Alors les captifs fort joyeux, et mis en liberté pour première preuve de la vérité de cette offre, partirent aussitôt ; ils vinrent secrètement trouver le roi, et, comme c’étaient des gens connus et dignes de foi, ils méritèrent d’être crus en tous points dans leur récit. Cependant le roi, à cette nouvelle, défendit qu’on en donnât connaissance à qui que ce fût jusqu’à ce qu’il eût décidé plus mûrement ce qu’il avait à faire. Mais chagrin de l’absence de Guillaume Longue Epée et de ses hommes qui avaient éprouvé un affront cruel, et voyant que l’armée des Français était mutilée et scandalisée en grande partie, il envoya en toute hâte un messager vers lui pour le prier de revenir, lui disant qu’il recevrait toute satisfaction sur le grief dont il se plaignait, et ajoutant à la fin de sa missive : « Tu apprendras d’heureuses nouvelles, qui pourront être suivies d’évènements longtemps désirés, et causer plus tard des transports de joie : aussi voulons-nous et désirons-nous que tu en sois instruit. » Cette parole se répandit bientôt parmi les habitants du pays et les citoyens d’Acre.
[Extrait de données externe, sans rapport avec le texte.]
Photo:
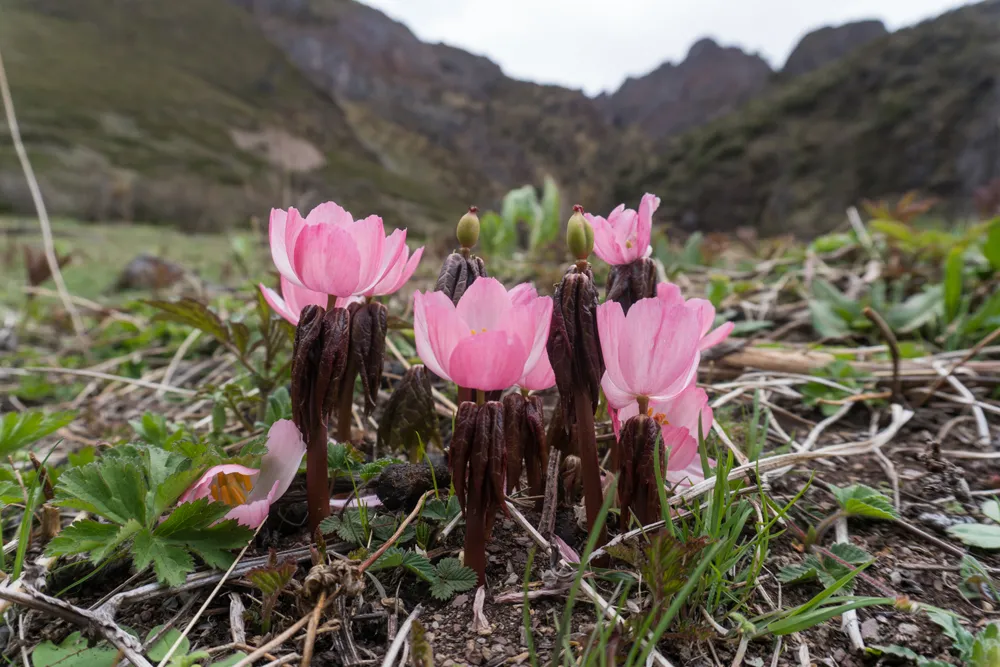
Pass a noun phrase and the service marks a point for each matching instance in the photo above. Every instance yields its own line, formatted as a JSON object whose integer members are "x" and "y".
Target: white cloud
{"x": 596, "y": 44}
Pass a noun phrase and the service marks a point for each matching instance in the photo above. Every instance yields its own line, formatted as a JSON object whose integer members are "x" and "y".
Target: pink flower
{"x": 296, "y": 298}
{"x": 670, "y": 294}
{"x": 251, "y": 492}
{"x": 538, "y": 373}
{"x": 624, "y": 236}
{"x": 484, "y": 341}
{"x": 331, "y": 253}
{"x": 652, "y": 352}
{"x": 679, "y": 418}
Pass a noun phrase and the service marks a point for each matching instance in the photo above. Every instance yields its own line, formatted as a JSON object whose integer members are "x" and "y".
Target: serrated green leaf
{"x": 114, "y": 489}
{"x": 73, "y": 652}
{"x": 83, "y": 536}
{"x": 863, "y": 501}
{"x": 19, "y": 429}
{"x": 194, "y": 314}
{"x": 458, "y": 577}
{"x": 984, "y": 536}
{"x": 170, "y": 562}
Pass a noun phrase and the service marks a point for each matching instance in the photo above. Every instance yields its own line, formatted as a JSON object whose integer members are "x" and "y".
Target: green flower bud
{"x": 579, "y": 234}
{"x": 468, "y": 228}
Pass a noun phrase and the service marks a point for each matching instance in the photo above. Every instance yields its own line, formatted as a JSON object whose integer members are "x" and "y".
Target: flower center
{"x": 230, "y": 488}
{"x": 658, "y": 417}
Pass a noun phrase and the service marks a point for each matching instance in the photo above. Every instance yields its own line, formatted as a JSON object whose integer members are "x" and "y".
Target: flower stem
{"x": 317, "y": 475}
{"x": 587, "y": 439}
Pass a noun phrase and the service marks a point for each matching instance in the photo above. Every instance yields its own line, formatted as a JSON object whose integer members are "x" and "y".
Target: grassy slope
{"x": 154, "y": 87}
{"x": 908, "y": 111}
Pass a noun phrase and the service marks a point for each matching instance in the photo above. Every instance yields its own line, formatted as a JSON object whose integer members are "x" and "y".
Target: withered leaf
{"x": 409, "y": 418}
{"x": 627, "y": 283}
{"x": 458, "y": 272}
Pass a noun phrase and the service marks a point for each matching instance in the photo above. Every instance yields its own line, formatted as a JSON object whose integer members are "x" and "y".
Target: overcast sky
{"x": 596, "y": 44}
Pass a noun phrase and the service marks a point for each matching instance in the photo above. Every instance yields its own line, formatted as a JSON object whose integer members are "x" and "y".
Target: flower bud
{"x": 468, "y": 228}
{"x": 579, "y": 234}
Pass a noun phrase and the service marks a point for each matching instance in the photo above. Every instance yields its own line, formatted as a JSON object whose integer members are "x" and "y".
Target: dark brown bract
{"x": 458, "y": 272}
{"x": 524, "y": 433}
{"x": 478, "y": 461}
{"x": 637, "y": 492}
{"x": 627, "y": 283}
{"x": 367, "y": 349}
{"x": 573, "y": 346}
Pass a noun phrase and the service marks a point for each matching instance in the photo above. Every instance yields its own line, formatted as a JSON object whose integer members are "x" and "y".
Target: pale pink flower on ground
{"x": 538, "y": 373}
{"x": 293, "y": 299}
{"x": 249, "y": 491}
{"x": 484, "y": 341}
{"x": 331, "y": 253}
{"x": 652, "y": 352}
{"x": 679, "y": 419}
{"x": 670, "y": 294}
{"x": 624, "y": 236}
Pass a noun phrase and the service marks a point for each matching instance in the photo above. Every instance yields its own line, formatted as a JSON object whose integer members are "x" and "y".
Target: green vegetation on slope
{"x": 128, "y": 107}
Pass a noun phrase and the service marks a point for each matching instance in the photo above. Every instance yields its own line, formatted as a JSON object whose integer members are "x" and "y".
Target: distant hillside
{"x": 710, "y": 82}
{"x": 918, "y": 109}
{"x": 829, "y": 44}
{"x": 178, "y": 111}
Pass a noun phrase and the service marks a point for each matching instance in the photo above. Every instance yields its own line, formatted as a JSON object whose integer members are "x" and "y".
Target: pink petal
{"x": 617, "y": 397}
{"x": 278, "y": 305}
{"x": 398, "y": 274}
{"x": 278, "y": 467}
{"x": 540, "y": 377}
{"x": 369, "y": 238}
{"x": 647, "y": 207}
{"x": 327, "y": 260}
{"x": 604, "y": 244}
{"x": 329, "y": 213}
{"x": 485, "y": 306}
{"x": 200, "y": 489}
{"x": 718, "y": 335}
{"x": 254, "y": 513}
{"x": 610, "y": 325}
{"x": 277, "y": 233}
{"x": 487, "y": 361}
{"x": 394, "y": 253}
{"x": 522, "y": 294}
{"x": 669, "y": 294}
{"x": 437, "y": 329}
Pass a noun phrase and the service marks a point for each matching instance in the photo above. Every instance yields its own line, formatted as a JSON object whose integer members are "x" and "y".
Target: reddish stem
{"x": 593, "y": 494}
{"x": 317, "y": 476}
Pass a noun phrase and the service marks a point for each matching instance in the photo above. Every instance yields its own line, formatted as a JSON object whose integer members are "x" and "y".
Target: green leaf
{"x": 114, "y": 488}
{"x": 984, "y": 536}
{"x": 953, "y": 283}
{"x": 863, "y": 501}
{"x": 18, "y": 429}
{"x": 826, "y": 321}
{"x": 991, "y": 508}
{"x": 991, "y": 247}
{"x": 100, "y": 539}
{"x": 192, "y": 313}
{"x": 73, "y": 652}
{"x": 193, "y": 526}
{"x": 457, "y": 577}
{"x": 170, "y": 562}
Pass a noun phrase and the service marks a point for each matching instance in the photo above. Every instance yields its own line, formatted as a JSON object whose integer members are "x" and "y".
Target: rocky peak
{"x": 711, "y": 81}
{"x": 831, "y": 43}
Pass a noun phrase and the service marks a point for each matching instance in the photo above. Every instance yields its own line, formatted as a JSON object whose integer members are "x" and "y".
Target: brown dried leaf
{"x": 409, "y": 418}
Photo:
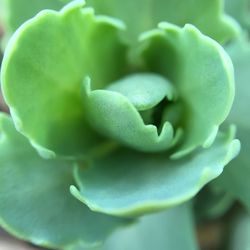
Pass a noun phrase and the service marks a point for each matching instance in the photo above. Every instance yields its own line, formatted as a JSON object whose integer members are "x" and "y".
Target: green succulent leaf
{"x": 111, "y": 112}
{"x": 239, "y": 233}
{"x": 211, "y": 203}
{"x": 235, "y": 179}
{"x": 15, "y": 13}
{"x": 43, "y": 70}
{"x": 239, "y": 9}
{"x": 144, "y": 90}
{"x": 202, "y": 74}
{"x": 143, "y": 235}
{"x": 35, "y": 202}
{"x": 144, "y": 15}
{"x": 127, "y": 183}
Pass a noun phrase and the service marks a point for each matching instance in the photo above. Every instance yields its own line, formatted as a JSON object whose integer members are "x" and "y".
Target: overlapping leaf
{"x": 144, "y": 15}
{"x": 235, "y": 179}
{"x": 35, "y": 203}
{"x": 202, "y": 74}
{"x": 43, "y": 70}
{"x": 127, "y": 183}
{"x": 143, "y": 235}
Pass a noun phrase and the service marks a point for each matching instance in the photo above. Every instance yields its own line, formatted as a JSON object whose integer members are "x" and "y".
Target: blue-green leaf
{"x": 43, "y": 69}
{"x": 158, "y": 231}
{"x": 35, "y": 202}
{"x": 143, "y": 15}
{"x": 127, "y": 183}
{"x": 235, "y": 179}
{"x": 202, "y": 74}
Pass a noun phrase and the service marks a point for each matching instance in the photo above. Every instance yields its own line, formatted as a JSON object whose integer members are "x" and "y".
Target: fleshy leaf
{"x": 114, "y": 116}
{"x": 235, "y": 179}
{"x": 144, "y": 90}
{"x": 239, "y": 232}
{"x": 16, "y": 13}
{"x": 127, "y": 183}
{"x": 208, "y": 16}
{"x": 43, "y": 70}
{"x": 211, "y": 203}
{"x": 158, "y": 231}
{"x": 35, "y": 202}
{"x": 239, "y": 9}
{"x": 202, "y": 74}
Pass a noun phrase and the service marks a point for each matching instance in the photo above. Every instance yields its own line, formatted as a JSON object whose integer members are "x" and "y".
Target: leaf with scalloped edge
{"x": 15, "y": 13}
{"x": 159, "y": 231}
{"x": 235, "y": 178}
{"x": 144, "y": 15}
{"x": 202, "y": 74}
{"x": 239, "y": 9}
{"x": 43, "y": 69}
{"x": 35, "y": 202}
{"x": 126, "y": 183}
{"x": 114, "y": 111}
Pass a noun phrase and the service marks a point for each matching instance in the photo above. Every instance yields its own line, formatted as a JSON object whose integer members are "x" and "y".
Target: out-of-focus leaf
{"x": 235, "y": 178}
{"x": 15, "y": 13}
{"x": 127, "y": 183}
{"x": 239, "y": 9}
{"x": 212, "y": 204}
{"x": 143, "y": 15}
{"x": 44, "y": 66}
{"x": 35, "y": 202}
{"x": 239, "y": 233}
{"x": 173, "y": 230}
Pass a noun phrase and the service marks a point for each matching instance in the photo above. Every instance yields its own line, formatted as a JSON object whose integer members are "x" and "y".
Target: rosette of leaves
{"x": 120, "y": 118}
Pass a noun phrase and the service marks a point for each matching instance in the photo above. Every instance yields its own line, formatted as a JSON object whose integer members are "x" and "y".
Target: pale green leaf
{"x": 14, "y": 13}
{"x": 144, "y": 90}
{"x": 113, "y": 115}
{"x": 43, "y": 68}
{"x": 158, "y": 231}
{"x": 239, "y": 9}
{"x": 235, "y": 179}
{"x": 143, "y": 15}
{"x": 35, "y": 202}
{"x": 202, "y": 74}
{"x": 127, "y": 183}
{"x": 239, "y": 232}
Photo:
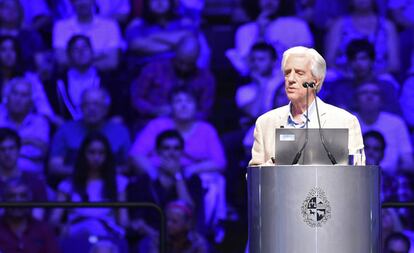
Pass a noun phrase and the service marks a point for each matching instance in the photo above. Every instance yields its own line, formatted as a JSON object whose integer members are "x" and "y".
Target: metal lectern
{"x": 314, "y": 209}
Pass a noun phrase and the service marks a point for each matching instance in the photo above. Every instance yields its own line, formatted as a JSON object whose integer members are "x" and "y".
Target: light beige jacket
{"x": 331, "y": 117}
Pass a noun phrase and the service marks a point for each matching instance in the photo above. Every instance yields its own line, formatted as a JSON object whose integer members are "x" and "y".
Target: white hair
{"x": 317, "y": 62}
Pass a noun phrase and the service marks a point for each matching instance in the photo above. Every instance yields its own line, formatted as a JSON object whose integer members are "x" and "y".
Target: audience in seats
{"x": 11, "y": 67}
{"x": 281, "y": 32}
{"x": 10, "y": 144}
{"x": 94, "y": 179}
{"x": 363, "y": 21}
{"x": 68, "y": 138}
{"x": 151, "y": 90}
{"x": 156, "y": 35}
{"x": 19, "y": 230}
{"x": 104, "y": 33}
{"x": 170, "y": 184}
{"x": 398, "y": 151}
{"x": 80, "y": 75}
{"x": 203, "y": 152}
{"x": 34, "y": 130}
{"x": 12, "y": 19}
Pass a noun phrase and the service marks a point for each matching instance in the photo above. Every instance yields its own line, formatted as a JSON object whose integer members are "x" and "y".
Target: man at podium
{"x": 304, "y": 71}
Guillaume donc, cédant aux ordres d’un si grand prince, surtout à cause de l’addition qui terminait la lettre, revint vers le roi avec toute sa compagnie ; puis, lorsqu’il eut appris par le récit du roi rempli d’allégresse les offres que faisait l’officier susdit, il fut si transporté de joie, qu’il remit toute offense et tout ressentiment à ses débiteurs. Voila pourquoi quelques personnes, habiles à sonder les secrets et empressées à répandre les bonnes nouvelles, avaient annoncé à leurs amis, qu’elles voulaient combler de joie, et comme si les promesses se fussent déjà réalisées, que le Caire et Babylone avaient été pris, et qu’Alexandrie restait ouverte au coups des chrétiens. Telle fut l’origine des bruits qui coururent et des fausses lettres qui y donnèrent lieu.


 

Bv - Pâques 1250 : 27 mars (en réalité 8 février 1250). Les croisés traversent le canal d’Almon qu’ils prenaient pour un bras du Nil appelé Thanis et attaquent Mansourah. Matthieu est prolixe sur l’évènement inventant les dialogues à la manière des grandes épopées. Chronologiquement, Matthieu Paris situe ce passage au premier août, date à laquelle Richard de Cornouailles reçut le messager portant la nouvelle de la défaite de Mansourah. Tome V page 147. Tome VII page 72.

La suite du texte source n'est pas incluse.